Although the Dutch extended religious tolerance to those who settled in New Netherland, the population remained small. This left the colony vulnerable to English attack during the 1650s and 1660s, resulting in the hand-over of New Netherland to England in 1664. The new colony of New York was named for the proprietor, James, the Duke of York, brother to Charles II and funder of the expedition against the Dutch in 1664. New York was briefly reconquered by the Netherlands in 1667, and class and ethnic conflicts in New York City contributed to the rebellion against English authorities during the Glorious Revolution of 1688-89. Colonists of Dutch ancestry resisted assimilation into English culture well into the eighteenth century, prompting New York Anglicans to note that the colony was “rather like a conquered foreign province.”

After the acquisition of New Netherland, Charles II and the Duke of York wished to strengthen English control over the Atlantic seaboard. In theory, this was to better tax the colonies; in practice, the awarding of the new proprietary colonies of New Jersey, Pennsylvania, and the Carolinas was a payoff of debts and political favors.

In 1664, the Duke of York granted the area between the Hudson and Delaware rivers to two English noblemen. These lands were split into two distinct colonies, East Jersey and West Jersey. One of West Jersey’s proprietors included William Penn. The ambitious Penn wanted his own, larger colony, the lands for which would be granted by both Charles II and the Duke of York. Pennsylvania consisted of about 45,000 square miles west of the Delaware River and the former New Sweden. Penn was a member of the Society of Friends, otherwise known as Quakers, and he intended his colony to be a “colony of Heaven for the children of Light.” Like New England’s aspirations to be a City Upon a Hill, Pennsylvania was to be an example of godliness. But Penn’s dream was to create not a colony of unity, but rather a colony of harmony. He noted in 1685 that “the people are a collection of diverse nations in Europe, as French, Dutch, Germans, Swedes, Danes, Finns, Scotch, and English; and of the last equal to all the rest.” Because Quakers in Pennsylvania extended to others in America the same rights they had demanded for themselves in England, the colony attracted a diverse collection of migrants. Slavery was particularly troublesome for some pacifist Quakers of Pennsylvania on the grounds that it required violence. In 1688, members of the Society of Friends in Germantown, outside of Philadelphia, signed a petition protesting the institution of slavery among fellow Quakers. The Pennsylvania soil did not lend itself to the slave-based agriculture of the Chesapeake.

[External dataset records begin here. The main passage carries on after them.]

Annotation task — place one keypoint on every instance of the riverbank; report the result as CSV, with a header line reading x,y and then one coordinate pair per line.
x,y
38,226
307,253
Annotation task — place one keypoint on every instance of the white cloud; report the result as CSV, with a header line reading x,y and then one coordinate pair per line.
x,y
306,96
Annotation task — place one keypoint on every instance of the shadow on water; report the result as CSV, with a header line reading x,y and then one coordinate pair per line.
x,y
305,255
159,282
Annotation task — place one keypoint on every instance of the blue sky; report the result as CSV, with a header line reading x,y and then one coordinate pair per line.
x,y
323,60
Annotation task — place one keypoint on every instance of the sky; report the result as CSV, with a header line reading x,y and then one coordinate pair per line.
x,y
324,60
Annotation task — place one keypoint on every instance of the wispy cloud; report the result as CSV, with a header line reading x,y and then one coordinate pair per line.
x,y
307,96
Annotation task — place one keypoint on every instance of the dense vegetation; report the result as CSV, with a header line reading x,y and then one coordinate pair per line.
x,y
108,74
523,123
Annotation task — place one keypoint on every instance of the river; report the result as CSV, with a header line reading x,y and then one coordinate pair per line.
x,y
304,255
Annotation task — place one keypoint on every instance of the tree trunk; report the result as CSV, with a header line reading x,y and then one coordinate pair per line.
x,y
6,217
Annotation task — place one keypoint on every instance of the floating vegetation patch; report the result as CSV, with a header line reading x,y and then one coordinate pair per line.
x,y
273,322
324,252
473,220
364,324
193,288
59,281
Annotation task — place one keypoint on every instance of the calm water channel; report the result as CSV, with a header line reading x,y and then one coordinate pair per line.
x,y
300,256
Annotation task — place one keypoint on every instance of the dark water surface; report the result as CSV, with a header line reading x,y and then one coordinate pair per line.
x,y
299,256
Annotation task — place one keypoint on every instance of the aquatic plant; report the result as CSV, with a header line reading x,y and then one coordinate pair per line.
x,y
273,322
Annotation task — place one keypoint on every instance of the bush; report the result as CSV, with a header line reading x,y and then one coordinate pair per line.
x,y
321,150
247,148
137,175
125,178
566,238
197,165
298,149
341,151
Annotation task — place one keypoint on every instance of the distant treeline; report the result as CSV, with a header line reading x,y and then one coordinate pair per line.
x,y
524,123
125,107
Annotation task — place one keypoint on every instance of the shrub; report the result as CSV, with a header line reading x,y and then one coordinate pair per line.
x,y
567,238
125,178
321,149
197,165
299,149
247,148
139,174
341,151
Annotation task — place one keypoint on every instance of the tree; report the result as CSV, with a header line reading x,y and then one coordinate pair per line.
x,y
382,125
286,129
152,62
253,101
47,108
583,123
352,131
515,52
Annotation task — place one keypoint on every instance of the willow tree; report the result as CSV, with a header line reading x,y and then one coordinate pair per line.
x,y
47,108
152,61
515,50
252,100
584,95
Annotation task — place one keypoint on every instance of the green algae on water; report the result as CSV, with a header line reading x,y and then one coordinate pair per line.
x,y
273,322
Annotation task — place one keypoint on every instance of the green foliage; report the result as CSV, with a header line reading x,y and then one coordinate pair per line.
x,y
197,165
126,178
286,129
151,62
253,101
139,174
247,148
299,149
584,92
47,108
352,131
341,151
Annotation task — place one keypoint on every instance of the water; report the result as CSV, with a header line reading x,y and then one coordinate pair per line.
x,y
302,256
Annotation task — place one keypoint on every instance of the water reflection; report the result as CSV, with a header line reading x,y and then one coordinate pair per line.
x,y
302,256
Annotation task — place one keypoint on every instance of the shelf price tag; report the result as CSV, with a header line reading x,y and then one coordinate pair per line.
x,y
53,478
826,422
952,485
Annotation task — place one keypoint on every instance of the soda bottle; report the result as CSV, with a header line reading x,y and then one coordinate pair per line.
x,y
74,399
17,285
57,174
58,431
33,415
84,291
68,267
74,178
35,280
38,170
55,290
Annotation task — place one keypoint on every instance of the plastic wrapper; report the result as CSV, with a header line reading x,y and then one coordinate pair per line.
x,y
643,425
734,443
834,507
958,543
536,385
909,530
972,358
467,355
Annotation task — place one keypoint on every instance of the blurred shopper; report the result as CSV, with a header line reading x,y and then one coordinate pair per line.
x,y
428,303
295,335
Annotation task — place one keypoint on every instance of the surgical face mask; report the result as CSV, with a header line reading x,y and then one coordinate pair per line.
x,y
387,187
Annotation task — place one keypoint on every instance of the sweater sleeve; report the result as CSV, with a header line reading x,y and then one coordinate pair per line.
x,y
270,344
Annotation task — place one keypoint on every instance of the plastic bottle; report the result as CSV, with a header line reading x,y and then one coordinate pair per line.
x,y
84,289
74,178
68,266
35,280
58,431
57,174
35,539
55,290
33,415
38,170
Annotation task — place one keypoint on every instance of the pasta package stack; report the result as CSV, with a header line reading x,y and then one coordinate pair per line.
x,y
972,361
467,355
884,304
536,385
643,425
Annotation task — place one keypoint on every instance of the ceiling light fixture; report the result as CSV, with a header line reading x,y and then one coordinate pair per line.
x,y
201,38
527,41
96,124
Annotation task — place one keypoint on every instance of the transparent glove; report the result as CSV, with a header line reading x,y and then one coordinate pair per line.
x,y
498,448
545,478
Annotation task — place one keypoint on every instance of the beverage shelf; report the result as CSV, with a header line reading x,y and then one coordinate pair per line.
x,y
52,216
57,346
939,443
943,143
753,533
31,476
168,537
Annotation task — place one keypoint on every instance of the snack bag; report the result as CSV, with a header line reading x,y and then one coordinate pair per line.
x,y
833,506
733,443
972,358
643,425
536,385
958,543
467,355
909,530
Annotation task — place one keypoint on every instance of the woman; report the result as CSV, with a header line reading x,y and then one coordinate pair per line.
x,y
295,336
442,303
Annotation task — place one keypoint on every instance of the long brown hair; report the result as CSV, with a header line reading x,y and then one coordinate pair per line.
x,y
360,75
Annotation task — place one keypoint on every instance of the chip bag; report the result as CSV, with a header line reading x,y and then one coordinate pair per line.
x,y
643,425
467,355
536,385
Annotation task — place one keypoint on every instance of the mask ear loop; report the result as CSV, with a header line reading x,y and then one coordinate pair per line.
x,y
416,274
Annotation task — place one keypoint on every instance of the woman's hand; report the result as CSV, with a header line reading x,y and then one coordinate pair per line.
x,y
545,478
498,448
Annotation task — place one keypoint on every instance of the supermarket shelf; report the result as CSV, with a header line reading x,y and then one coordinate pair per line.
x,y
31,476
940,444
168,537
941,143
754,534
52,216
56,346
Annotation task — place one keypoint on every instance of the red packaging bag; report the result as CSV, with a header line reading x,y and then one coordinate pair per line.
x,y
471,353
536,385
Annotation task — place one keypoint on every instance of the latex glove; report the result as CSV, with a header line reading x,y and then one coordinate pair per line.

Source: The American Yawp. A Free and Online, Collaboratively Built American History Textbook, 2017-2018 Edition.

A portrait of William Penn in formal attire in black and white.
William Penn. Wikimedia Commons.

Religious Colonization – vIDEO

New England Colonies

Oberlander, H. Massachusetts Bay and the New England Colonies. (2017, December 4). [Video File]. Retrieved from https://www.youtube.com/watch?v=Yel9t9PibY0

Mid-Atlantic Colonies

Oberlander, H. Pennsylvania and Mid-Atlantic Region. (2017, December 6). [Video File]. Retrieved from https://www.youtube.com/watch?v=3czTV_prxKA

Summary

Religion played a central role in the establishment of several British North American Colonies. Religious dissidents who opposed the Anglican Church in England sought to establish safe-havens in the New World where their coreligionists could practice their faith freely. One clear example of this is the founding of Pennsylvania by William Penn. William Penn was a devout Quaker who sought to establish Pennsylvania as a state open to Quakers and members of other dissenting religious groups. Other colonies were founded as a result of religious disputes that erupted in America. A number of Puritans dissented from the religious and political leaders of the Massachusetts Bay Colony. Religious dissenters such as Roger Williams and Anne Hutchinson played a crucial role in establishing the colony of Rhode Island. Roger Williams purchased the area that became Providence from Native Americans and permitted members of various dissenting religious groups to settle in the colony.. For better or worse, religion and politics were interwoven in colonial America.